Hung up on phone fear

By Emily Fasold

Until recently, spiders, death and public speaking were thought to be the things humans were most afraid of. But a new U.K. survey suggests that nomophobia, the fear of losing or being away from one’s mobile device, is the most common concern.

British mobile security provider SecurEnvoy coined the term after conducting a 1,000–person survey that showed nearly two-thirds of respondents experience anxiety when separated from their cell phones.

Respondents in the 18–24 age bracket showed the highest rate of nomophobia, with 77 percent citing an extreme fear of losing their cellular devices. As populations age, rates of nomophobia decrease. Gender also plays a role, with men being 9 percent more likely than women to be nomophobic.

The condition is on the rise, up 13 percent from just four years ago as more people are depending on their smartphones for communication, Internet, directions and entertainment.

“I don’t necessarily think this is a problem,” said SecurEnvoy co-founder Steve Watts. “The majority of people just care about their belongings. Nomophobes are people who take this to the extreme.”

The climbing rate of nomophobia makes sense to Mark Shepherd, a psychologist who specializes in phobias. He said anxieties about losing phones can be severe, especially for younger people who have had cell phones for most of their lives.

“The fact that cell phones have become so prevalent so quickly is a big deal,” Shepherd said. “It’s certainly understandable

that so many people are having anxiety about them.”

Psychologist Stephen Mayville said “phone anxiety” is becoming increasingly common because phones are more expensive and provide more functions than older models.

“These days, you lose much more than a phone,” Mayville said. “You also lose all of these other things that can serve important daily functions.”

The condition is not formally recognized in the U.S., and many mental health experts are skeptical about the survey’s results and the condition’s validity.

Mayville said he suspects that the surveyors did not ask respondents questions that could establish an actual phobia. He also said because of its commonality, “nomophobia” could not be considered a phobia at all.

“If 66 percent of the population had a phobia and experienced clinically significant distress, then happiness statistics would be in the toilet and misery would be normal,” he said.

Watts said he and his colleagues were surprised that the survey sparked an international psychological debate.

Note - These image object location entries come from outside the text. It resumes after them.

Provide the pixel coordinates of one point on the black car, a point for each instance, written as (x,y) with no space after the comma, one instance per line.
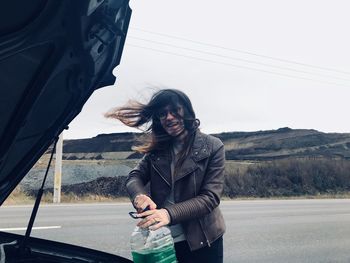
(53,55)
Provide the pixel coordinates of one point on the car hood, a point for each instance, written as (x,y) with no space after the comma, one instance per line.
(53,55)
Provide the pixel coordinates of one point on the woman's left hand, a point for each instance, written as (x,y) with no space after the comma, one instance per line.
(154,219)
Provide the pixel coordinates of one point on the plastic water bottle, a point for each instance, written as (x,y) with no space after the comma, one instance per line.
(152,246)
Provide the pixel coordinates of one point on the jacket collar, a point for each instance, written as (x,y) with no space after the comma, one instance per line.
(161,160)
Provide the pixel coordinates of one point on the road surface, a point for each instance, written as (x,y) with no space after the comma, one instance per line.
(257,231)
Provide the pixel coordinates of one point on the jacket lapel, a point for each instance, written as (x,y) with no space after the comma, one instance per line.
(161,164)
(161,161)
(198,152)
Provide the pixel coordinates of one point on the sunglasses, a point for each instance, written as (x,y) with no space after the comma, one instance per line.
(163,114)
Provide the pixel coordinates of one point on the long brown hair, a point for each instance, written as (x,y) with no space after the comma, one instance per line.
(144,117)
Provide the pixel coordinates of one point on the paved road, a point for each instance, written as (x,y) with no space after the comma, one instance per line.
(257,231)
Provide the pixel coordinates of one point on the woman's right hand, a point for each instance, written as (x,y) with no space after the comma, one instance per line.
(142,201)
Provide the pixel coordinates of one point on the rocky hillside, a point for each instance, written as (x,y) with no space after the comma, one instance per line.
(260,145)
(85,161)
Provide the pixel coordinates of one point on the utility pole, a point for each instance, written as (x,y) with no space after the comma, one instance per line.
(58,170)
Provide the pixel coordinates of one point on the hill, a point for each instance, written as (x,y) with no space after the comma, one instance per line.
(282,162)
(259,145)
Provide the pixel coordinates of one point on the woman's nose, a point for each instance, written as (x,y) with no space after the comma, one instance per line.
(170,115)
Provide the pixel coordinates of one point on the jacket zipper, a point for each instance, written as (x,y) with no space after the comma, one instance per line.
(160,174)
(200,222)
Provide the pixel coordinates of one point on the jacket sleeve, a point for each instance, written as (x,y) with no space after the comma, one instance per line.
(138,178)
(210,192)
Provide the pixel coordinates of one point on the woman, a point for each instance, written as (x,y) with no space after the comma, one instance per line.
(185,169)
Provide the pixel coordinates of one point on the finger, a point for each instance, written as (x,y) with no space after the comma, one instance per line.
(156,226)
(152,206)
(146,222)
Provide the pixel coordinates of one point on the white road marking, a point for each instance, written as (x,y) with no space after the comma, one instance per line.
(24,228)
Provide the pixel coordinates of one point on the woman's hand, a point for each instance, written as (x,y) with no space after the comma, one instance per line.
(154,219)
(142,201)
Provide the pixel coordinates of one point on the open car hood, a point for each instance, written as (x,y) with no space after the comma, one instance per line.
(53,55)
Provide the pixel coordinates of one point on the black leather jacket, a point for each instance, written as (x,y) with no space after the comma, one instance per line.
(197,188)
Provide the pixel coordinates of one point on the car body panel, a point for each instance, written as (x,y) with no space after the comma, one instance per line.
(52,58)
(53,55)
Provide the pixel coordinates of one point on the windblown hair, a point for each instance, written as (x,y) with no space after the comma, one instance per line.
(144,117)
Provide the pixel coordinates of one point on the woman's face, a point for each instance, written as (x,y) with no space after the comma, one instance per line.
(171,119)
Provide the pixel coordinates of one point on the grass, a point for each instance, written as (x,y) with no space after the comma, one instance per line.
(18,197)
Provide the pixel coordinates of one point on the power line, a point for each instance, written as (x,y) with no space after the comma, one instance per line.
(242,51)
(239,59)
(237,66)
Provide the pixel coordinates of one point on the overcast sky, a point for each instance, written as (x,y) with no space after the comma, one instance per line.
(246,65)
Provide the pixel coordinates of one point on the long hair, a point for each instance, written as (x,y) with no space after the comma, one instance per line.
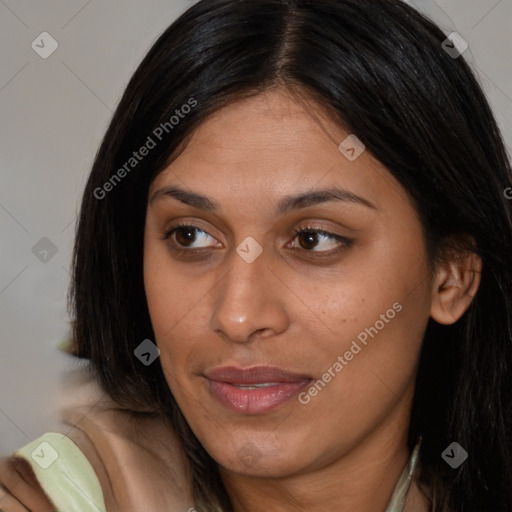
(379,69)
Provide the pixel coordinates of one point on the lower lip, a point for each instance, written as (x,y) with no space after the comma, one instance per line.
(255,401)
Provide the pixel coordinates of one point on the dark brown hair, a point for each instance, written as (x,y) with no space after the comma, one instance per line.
(379,68)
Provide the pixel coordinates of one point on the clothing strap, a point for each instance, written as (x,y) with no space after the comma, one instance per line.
(64,473)
(397,502)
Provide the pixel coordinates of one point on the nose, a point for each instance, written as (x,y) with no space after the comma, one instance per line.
(249,302)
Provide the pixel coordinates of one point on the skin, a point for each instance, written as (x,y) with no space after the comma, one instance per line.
(345,449)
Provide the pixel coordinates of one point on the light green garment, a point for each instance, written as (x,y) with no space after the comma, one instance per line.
(70,482)
(64,473)
(397,502)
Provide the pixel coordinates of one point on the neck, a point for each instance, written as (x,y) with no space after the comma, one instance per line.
(362,479)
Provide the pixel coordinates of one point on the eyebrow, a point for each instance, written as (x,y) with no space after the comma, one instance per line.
(286,204)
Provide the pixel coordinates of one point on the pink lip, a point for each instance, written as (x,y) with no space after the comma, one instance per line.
(223,386)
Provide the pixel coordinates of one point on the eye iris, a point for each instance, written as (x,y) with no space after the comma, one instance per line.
(189,237)
(310,237)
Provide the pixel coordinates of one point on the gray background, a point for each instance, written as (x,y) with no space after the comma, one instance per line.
(53,114)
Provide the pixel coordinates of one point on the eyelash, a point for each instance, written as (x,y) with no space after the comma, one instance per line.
(345,243)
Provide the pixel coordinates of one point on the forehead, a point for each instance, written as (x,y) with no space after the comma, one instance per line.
(272,143)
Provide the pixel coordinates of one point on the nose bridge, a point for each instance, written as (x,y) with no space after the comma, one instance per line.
(246,300)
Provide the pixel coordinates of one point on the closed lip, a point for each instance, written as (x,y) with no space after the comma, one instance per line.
(253,375)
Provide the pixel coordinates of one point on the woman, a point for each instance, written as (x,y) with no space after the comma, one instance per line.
(291,276)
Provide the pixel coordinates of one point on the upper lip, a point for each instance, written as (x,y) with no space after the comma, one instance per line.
(253,375)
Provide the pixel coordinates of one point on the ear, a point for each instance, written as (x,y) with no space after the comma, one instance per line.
(455,284)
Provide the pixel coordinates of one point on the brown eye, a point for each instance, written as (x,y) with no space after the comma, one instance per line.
(186,236)
(309,239)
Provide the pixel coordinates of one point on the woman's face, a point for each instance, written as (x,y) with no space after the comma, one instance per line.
(285,351)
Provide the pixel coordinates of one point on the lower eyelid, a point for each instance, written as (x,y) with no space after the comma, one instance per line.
(345,242)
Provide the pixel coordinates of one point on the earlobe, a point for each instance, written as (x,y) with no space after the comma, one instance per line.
(455,285)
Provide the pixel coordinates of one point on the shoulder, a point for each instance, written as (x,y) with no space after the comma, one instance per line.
(133,460)
(20,489)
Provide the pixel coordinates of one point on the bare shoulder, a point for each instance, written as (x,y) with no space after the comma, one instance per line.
(19,488)
(136,456)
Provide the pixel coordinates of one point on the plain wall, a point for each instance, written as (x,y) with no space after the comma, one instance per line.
(54,112)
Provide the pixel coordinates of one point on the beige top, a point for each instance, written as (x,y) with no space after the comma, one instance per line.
(107,459)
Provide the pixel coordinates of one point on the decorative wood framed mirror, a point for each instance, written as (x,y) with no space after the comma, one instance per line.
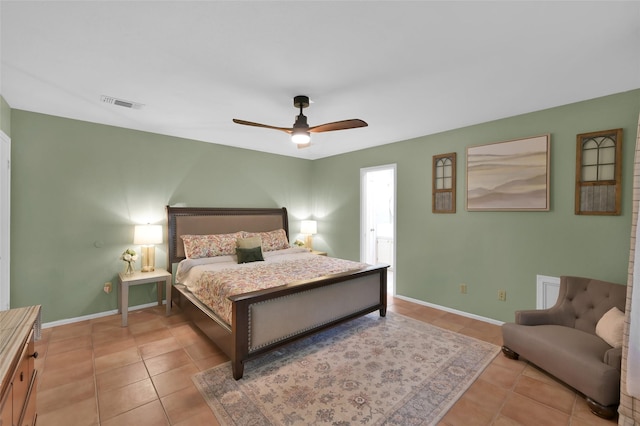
(599,173)
(443,191)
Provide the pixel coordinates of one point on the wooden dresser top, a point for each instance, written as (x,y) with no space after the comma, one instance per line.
(15,326)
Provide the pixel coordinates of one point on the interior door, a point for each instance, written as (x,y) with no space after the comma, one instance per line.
(377,216)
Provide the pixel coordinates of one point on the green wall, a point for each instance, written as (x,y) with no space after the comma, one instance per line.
(5,117)
(488,251)
(79,188)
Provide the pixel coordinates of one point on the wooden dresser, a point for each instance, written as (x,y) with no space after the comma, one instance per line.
(18,329)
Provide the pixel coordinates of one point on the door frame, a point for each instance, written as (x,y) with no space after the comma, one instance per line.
(363,210)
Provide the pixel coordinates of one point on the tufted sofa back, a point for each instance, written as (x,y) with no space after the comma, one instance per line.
(583,301)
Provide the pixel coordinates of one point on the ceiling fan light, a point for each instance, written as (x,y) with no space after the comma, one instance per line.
(300,137)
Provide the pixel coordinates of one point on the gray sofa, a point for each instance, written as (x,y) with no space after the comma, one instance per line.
(562,340)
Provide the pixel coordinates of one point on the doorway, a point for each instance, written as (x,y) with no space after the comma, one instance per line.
(378,218)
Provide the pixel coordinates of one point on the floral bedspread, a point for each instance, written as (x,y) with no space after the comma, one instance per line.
(214,287)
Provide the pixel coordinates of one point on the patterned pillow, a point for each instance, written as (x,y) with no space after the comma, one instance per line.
(272,240)
(248,255)
(198,246)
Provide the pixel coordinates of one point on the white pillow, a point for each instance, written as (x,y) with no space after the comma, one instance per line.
(610,328)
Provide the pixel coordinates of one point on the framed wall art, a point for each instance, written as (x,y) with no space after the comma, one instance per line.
(509,176)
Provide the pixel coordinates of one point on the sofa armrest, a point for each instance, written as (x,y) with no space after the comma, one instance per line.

The company is best known for inventing “tokenless authentication,” a technology that allows people to have passcode locks on their cell phones. Watts said they simply wanted to find out how well phone users were protecting their devices and did not intend to make any psychological discoveries.

“I think it’s amazing how much interest this has seen,” he said. “What started as a simple survey to find out how people are securing their phones turned into something quite interesting.”